The Growing/Fragile Photos: These photos emphasise the tiny and fragile nature of the newborn. This effect is often achieved by providing a sense of scale by including something in the shot, such as an object, or a parents hand or other body part, or even making it blatant with a ruler or measuring tape. Particular focus can be given to the newborns hands, feet, and head. These shots are quite effective when the newborn is shown cradled in the parents arms.
The Relationship Photos: These can often be the most cherished and important to parents, and can have the most emotional impact. Relationship photos highlight the newborns relationship to its caregivers and relatives. Classic examples include shots of the newborn with its parents, grand-parents, siblings, and other close family. Intimate portraits featuring the gaze of both the parent and the child are a recurring and potent example of this. Be sure not to neglect members of the family other than the parents when taking such shots, as an all-time favourite is the elder-sibling and newborn relationship photo.
The Sky Is the Limit
Knowing the classic newborn shots is important, but these ideas should be taken as suggestions and never as limitations! Photographing newborns is ripe with potential for creativity and producing beautiful, artful shots. The goal with a newborn photo shoot should largely be to please the parents and provide them with high quality photographs they can cherish for a lifetime to come, but along the way clever photographers have the potential to create stunningly gorgeous works which stand on their own as engaging pieces even without the loving attachments of a new parent.

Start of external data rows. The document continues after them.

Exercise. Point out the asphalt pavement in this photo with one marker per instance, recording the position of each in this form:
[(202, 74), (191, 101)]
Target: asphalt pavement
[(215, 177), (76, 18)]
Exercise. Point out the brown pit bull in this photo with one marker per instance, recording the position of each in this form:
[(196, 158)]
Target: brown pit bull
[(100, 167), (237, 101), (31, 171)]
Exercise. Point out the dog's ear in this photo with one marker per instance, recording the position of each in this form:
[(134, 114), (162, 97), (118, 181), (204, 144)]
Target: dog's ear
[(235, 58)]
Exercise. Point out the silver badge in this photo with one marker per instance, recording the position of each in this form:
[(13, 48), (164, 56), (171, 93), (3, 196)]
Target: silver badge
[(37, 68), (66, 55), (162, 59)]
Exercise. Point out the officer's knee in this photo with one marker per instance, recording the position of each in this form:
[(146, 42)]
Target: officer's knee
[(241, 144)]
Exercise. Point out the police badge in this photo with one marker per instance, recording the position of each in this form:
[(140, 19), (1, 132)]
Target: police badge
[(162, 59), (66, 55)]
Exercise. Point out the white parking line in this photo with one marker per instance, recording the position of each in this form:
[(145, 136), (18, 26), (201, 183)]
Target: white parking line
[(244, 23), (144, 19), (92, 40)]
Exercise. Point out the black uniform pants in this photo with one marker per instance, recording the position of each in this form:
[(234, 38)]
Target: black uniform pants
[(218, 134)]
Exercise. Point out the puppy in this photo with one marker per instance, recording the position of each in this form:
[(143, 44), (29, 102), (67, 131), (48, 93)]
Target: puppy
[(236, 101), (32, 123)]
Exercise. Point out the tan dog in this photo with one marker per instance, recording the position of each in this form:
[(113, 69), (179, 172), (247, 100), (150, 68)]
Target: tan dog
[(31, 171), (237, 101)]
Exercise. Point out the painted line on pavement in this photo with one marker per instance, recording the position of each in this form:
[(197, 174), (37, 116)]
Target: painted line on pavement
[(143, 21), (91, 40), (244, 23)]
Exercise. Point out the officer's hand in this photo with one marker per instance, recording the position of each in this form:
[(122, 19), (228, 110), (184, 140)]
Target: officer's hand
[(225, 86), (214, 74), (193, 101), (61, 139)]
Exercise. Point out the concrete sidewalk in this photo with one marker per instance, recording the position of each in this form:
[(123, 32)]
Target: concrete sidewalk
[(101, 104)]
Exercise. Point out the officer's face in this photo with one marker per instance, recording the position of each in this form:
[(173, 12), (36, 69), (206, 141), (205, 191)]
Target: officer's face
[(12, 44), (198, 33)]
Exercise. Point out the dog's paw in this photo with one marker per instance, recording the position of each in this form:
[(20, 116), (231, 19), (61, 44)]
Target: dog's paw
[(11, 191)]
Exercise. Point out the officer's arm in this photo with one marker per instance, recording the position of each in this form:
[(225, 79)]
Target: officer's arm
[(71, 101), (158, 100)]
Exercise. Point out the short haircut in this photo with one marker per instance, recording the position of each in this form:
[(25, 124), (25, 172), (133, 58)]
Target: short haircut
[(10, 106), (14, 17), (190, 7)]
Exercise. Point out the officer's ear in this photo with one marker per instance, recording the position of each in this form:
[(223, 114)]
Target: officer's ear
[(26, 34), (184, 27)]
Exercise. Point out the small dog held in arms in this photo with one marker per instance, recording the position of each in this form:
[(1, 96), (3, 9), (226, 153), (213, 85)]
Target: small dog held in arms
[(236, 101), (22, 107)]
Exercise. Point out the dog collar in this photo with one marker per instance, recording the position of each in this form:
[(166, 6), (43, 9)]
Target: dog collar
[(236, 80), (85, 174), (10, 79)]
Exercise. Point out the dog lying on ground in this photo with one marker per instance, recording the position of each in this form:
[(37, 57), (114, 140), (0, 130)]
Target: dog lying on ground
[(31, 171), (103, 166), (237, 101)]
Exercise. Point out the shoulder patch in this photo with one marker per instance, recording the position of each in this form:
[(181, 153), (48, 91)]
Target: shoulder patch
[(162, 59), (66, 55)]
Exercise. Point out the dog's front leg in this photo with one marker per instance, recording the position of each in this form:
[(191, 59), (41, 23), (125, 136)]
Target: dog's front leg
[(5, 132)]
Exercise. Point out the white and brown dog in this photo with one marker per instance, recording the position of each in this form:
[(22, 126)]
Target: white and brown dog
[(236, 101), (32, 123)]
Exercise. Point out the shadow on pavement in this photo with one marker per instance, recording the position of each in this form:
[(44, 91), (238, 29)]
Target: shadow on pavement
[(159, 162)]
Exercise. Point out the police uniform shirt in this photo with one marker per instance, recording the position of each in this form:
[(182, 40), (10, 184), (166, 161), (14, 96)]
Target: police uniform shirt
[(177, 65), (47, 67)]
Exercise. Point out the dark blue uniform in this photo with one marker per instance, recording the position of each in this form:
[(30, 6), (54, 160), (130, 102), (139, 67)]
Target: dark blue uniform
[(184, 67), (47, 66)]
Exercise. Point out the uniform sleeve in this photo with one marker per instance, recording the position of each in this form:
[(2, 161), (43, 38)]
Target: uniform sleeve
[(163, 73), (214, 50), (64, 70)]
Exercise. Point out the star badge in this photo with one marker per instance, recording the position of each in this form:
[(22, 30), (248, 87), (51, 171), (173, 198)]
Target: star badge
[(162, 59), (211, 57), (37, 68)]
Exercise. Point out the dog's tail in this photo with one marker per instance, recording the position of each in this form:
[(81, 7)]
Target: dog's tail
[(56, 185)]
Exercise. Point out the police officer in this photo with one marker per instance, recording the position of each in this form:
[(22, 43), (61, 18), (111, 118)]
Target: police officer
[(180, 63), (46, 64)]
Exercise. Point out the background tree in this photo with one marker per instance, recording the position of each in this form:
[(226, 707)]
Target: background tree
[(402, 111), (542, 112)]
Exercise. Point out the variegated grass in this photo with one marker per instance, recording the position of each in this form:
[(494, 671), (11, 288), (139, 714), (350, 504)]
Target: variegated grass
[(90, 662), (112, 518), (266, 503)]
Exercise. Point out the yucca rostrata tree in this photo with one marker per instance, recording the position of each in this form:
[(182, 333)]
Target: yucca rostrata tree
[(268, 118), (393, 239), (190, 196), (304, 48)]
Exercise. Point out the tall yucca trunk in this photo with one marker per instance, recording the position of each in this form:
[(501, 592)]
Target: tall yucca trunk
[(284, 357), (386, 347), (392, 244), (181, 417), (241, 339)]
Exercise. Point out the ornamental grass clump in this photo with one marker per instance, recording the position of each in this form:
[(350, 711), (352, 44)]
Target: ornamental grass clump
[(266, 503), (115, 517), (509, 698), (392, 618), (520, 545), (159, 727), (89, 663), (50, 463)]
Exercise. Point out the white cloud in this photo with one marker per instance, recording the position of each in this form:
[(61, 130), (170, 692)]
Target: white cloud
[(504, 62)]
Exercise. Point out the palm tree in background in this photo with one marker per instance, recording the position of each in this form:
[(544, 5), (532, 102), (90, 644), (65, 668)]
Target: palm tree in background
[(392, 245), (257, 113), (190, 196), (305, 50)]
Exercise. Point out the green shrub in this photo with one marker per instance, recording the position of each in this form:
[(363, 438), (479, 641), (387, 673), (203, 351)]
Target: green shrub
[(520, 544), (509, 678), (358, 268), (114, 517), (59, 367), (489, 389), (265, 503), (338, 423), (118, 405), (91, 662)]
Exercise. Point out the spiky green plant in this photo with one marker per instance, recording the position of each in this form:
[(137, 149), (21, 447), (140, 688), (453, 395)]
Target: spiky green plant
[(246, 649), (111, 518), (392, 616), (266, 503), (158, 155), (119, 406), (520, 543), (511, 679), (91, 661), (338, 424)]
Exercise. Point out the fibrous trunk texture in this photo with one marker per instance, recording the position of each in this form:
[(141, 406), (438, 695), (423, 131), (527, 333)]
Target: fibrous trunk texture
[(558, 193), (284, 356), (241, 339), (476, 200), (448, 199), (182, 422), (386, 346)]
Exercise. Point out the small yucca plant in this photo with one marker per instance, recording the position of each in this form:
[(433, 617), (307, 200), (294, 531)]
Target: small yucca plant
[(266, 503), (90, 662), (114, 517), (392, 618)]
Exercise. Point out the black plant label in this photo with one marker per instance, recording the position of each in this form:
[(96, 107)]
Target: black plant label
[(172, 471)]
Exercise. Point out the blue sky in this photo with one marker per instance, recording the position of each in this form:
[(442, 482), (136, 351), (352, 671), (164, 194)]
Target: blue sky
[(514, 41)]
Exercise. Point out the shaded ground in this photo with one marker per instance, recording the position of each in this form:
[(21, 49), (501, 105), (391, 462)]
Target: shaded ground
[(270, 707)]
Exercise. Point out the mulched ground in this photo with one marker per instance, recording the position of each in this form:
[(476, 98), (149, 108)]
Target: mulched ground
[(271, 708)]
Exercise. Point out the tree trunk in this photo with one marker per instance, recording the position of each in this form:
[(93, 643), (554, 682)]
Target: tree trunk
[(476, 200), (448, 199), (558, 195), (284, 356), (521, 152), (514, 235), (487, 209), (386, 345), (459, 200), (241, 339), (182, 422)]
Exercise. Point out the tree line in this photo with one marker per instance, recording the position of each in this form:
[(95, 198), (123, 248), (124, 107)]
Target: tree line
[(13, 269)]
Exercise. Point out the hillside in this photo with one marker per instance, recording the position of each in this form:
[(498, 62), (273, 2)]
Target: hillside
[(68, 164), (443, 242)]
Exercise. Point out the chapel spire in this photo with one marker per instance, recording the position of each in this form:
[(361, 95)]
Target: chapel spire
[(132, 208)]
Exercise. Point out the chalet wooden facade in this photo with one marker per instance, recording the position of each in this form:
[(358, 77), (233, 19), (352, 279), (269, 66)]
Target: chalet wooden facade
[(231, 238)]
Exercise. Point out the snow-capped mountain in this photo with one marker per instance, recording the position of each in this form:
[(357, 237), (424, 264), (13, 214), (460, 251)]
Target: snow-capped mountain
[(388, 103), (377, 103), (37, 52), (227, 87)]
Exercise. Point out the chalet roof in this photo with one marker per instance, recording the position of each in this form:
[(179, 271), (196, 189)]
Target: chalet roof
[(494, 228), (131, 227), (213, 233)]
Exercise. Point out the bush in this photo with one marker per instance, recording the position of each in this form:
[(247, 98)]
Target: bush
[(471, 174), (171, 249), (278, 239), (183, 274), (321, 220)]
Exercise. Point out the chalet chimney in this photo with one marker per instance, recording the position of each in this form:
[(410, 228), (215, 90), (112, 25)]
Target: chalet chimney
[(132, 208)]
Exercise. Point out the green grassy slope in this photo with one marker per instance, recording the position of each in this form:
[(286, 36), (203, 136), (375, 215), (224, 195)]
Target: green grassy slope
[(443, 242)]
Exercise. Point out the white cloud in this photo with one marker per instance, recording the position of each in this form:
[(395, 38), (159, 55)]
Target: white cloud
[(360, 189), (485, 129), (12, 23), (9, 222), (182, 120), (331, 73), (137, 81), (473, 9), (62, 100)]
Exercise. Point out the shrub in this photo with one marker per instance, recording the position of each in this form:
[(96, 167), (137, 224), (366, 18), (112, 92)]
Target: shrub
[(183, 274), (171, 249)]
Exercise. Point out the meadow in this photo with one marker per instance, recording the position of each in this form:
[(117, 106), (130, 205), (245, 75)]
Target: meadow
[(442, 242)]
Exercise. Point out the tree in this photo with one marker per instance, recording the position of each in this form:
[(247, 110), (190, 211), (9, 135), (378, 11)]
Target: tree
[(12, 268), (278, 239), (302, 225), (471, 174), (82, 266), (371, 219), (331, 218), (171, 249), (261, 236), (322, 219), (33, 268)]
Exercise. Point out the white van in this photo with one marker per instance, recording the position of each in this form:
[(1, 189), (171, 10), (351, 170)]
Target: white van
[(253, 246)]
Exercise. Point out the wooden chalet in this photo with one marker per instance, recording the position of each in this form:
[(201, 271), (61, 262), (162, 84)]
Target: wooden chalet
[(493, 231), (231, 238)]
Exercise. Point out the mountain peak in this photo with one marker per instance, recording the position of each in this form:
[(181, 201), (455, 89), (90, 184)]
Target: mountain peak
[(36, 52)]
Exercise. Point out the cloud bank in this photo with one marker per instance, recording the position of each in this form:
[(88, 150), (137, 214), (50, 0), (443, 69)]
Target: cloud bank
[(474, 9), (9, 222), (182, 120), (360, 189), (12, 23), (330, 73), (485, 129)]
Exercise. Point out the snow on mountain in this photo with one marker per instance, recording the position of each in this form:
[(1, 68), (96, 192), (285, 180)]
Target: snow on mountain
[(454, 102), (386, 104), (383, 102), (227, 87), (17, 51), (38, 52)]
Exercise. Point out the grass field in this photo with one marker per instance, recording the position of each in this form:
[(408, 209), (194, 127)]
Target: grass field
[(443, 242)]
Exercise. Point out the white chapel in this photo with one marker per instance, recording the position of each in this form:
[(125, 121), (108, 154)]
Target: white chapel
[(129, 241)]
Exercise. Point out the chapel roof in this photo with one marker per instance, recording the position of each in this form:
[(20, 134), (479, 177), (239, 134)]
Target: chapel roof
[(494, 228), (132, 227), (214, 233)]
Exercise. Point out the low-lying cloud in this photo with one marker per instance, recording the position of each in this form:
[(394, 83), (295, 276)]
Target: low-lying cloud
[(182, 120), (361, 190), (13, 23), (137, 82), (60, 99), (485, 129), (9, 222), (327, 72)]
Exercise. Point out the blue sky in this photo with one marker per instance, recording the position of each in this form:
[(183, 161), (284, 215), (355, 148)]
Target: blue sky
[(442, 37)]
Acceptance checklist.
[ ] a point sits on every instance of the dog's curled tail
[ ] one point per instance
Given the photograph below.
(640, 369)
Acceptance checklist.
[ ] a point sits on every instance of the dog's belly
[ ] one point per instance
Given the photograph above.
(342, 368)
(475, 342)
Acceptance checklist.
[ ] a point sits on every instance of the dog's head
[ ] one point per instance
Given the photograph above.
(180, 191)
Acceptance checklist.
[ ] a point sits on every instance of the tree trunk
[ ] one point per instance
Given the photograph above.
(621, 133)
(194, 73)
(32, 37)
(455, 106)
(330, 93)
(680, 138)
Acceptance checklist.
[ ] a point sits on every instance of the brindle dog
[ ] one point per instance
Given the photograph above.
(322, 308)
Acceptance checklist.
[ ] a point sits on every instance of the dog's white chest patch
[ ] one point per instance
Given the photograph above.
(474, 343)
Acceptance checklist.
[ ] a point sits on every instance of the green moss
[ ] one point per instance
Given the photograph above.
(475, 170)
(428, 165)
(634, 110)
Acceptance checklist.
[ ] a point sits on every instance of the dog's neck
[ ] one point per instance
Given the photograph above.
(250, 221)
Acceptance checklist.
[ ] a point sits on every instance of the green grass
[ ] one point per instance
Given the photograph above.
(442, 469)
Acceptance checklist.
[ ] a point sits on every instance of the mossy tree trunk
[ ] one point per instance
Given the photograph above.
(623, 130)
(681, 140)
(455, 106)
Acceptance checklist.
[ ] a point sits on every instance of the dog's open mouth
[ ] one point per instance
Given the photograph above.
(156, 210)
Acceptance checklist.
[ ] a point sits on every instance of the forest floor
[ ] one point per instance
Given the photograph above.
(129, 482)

Take a lot of time to understand the desires of the parents: what they want to highlight about their newborn, what family members they want to include, what locations are important to them, which classic shots they want to include, any sentimental items or interesting visual props they want to include in the shots. Talk with them at length and offer your own suggestions and creative flair.
Emotional Impact Of Newborn Photography is Everything
Photos of newborns press a particular button for us which almost nothing else can evoke. Photos of newborns have the power to carry exceptional emotional impact, and the manner in which this is directed and framed can have huge consequences for the end result of your shot. What do you want to showcase in a particular photo? The fragility of a growing newborn? The budding curiosity of a new mind? The bond between a father and his newborn daughter, or the lifelong companionship of a new brotherhood in its earliest days?
Depending on how the photo is taken, newborn photography has the potential to showcase all of this and much, much more. Telling these stories with your lens is entirely possible, so always keep a narrative in mind throughout your newborn shoot.
Don’t be Afraid to Fail!
My final piece of advice is simple: you can’t predict a newborn, so don’t be afraid to fail. Your plans could be totally knocked over by the call of nature or the encroachment of nap time. Do what you can with what you have, experiment, and never be afraid to fail!